= Matias Ndakolo =

Namibian military commander and guerrilla fighter

Matias 'Mbulunganga' Ndakolo (born 25 December 1943 – 4 December 2018) was a revered military commander and a guerrilla fighter of the People Liberation Army of Namibia (PLAN) a military wing of South West Africa People's Organisation (SWAPO).
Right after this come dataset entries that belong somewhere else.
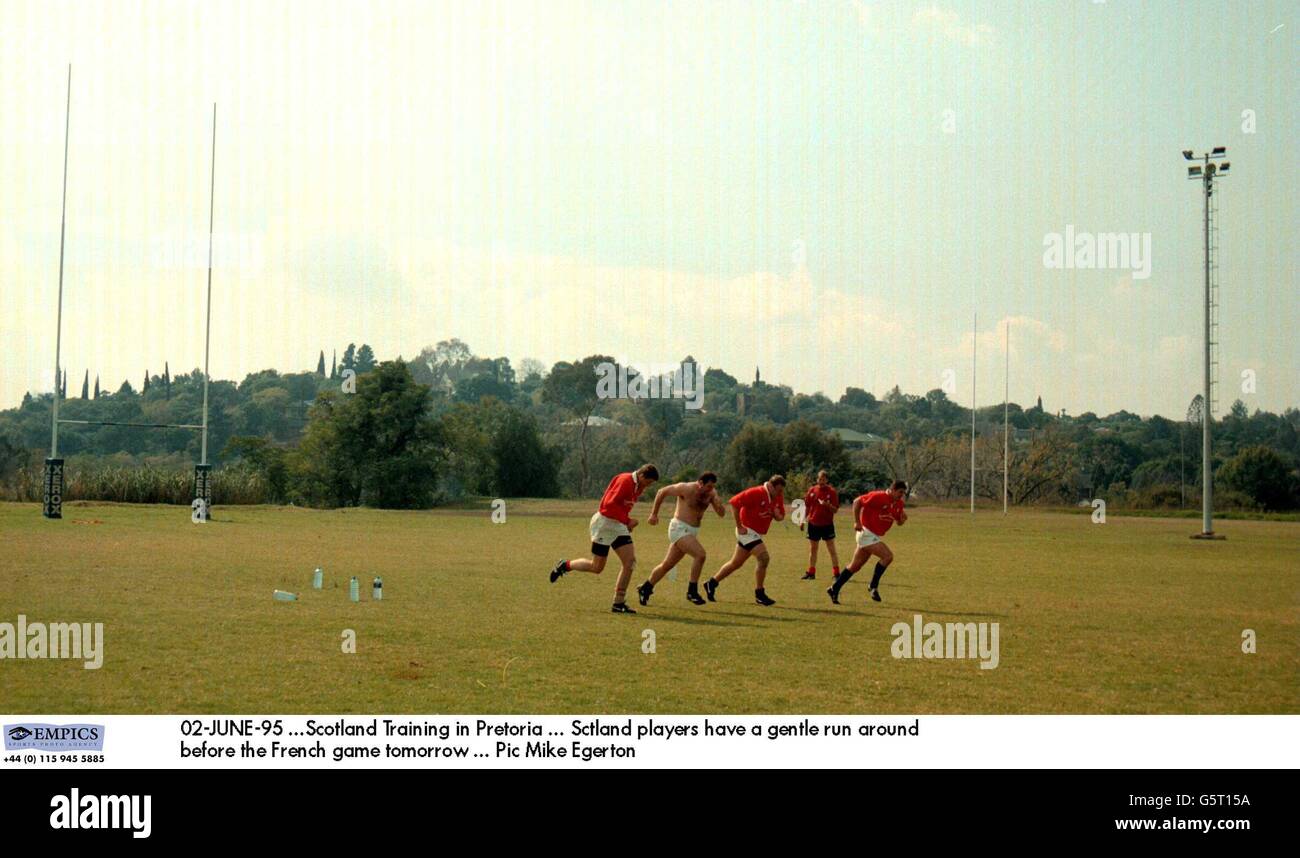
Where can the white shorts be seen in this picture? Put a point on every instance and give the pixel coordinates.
(866, 538)
(677, 528)
(606, 531)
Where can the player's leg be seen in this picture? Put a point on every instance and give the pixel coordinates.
(762, 557)
(657, 573)
(628, 558)
(737, 560)
(835, 557)
(859, 557)
(884, 557)
(594, 563)
(692, 547)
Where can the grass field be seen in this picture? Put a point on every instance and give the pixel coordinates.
(1125, 616)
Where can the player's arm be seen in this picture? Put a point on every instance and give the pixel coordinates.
(675, 490)
(736, 505)
(718, 506)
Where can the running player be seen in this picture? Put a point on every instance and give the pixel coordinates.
(822, 502)
(611, 528)
(693, 501)
(755, 508)
(872, 515)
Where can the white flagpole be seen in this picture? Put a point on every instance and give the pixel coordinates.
(1006, 412)
(974, 358)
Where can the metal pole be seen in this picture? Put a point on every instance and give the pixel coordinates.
(1207, 412)
(974, 358)
(207, 333)
(63, 230)
(1006, 419)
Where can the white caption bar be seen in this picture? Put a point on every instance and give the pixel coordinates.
(497, 741)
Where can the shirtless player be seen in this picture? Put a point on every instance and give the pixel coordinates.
(693, 501)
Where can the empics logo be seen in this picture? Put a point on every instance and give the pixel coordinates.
(79, 641)
(133, 813)
(53, 737)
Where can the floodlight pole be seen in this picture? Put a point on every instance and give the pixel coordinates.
(207, 330)
(1207, 173)
(1208, 415)
(52, 499)
(63, 230)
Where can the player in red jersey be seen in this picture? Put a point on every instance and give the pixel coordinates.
(822, 502)
(611, 528)
(755, 510)
(872, 515)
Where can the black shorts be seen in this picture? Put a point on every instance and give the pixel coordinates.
(820, 532)
(603, 550)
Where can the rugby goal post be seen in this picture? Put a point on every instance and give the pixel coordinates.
(52, 502)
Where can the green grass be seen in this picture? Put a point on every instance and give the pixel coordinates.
(1129, 616)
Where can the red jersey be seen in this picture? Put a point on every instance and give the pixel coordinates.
(878, 511)
(818, 514)
(620, 497)
(757, 507)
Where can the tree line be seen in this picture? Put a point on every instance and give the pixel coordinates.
(450, 424)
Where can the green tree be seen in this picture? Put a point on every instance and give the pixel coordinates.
(364, 359)
(1261, 473)
(573, 388)
(377, 447)
(523, 464)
He was a founding PLAN commander of north-east front during Namibian War of Independence.

== PLAN career ==
Mbulunganga Ndakolo joined OPO in 1959 and subsequently became a SWAPO member in 1960. He left MPLA and joined SWAPO military wing PLAN in 1964 in Lusaka, Zamibia after the military training in Soviet Union 1964. He began conducting military operationin Namibia in the area of Katima Mulilo and across Cuando river in Angola.
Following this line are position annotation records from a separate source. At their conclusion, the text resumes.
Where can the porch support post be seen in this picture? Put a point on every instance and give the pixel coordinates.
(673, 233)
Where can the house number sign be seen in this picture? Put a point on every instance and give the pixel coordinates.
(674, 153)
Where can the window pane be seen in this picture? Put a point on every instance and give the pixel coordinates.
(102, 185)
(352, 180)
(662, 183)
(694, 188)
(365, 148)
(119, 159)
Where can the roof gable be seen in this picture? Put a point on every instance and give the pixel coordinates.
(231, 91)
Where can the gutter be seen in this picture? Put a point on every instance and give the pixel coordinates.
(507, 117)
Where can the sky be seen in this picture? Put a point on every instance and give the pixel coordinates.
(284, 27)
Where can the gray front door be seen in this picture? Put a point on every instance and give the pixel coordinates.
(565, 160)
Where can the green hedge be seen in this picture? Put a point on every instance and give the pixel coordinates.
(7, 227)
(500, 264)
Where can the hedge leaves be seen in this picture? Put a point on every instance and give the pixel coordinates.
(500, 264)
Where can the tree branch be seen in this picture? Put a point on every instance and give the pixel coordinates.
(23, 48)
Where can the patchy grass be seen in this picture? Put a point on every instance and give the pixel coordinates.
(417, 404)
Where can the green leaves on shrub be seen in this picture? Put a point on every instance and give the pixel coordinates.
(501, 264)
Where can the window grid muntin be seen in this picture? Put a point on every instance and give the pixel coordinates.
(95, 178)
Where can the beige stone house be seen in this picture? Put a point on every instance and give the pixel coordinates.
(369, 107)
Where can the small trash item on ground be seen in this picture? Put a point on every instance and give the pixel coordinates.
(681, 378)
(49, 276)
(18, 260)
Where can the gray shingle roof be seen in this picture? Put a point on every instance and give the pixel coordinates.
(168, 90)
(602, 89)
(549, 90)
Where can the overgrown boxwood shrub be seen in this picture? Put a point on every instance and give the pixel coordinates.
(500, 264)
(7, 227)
== Honours and decorations ==
Although Mbulunganga Ndakolo was unable to serve in independent Namibia Defence Force (NDF) due to ill-health, he was conferred an hononary military rank of a colonel in the Namibian Defence Force in 2007.

== Death ==
Colonel Mbulunganga Ndakolo died at the age of 75 on 4 December 2018 and he was accorded a state funeral by President Hage Geigob and he was laid to rest at Eenhana memorial shrine on 15 December 2018.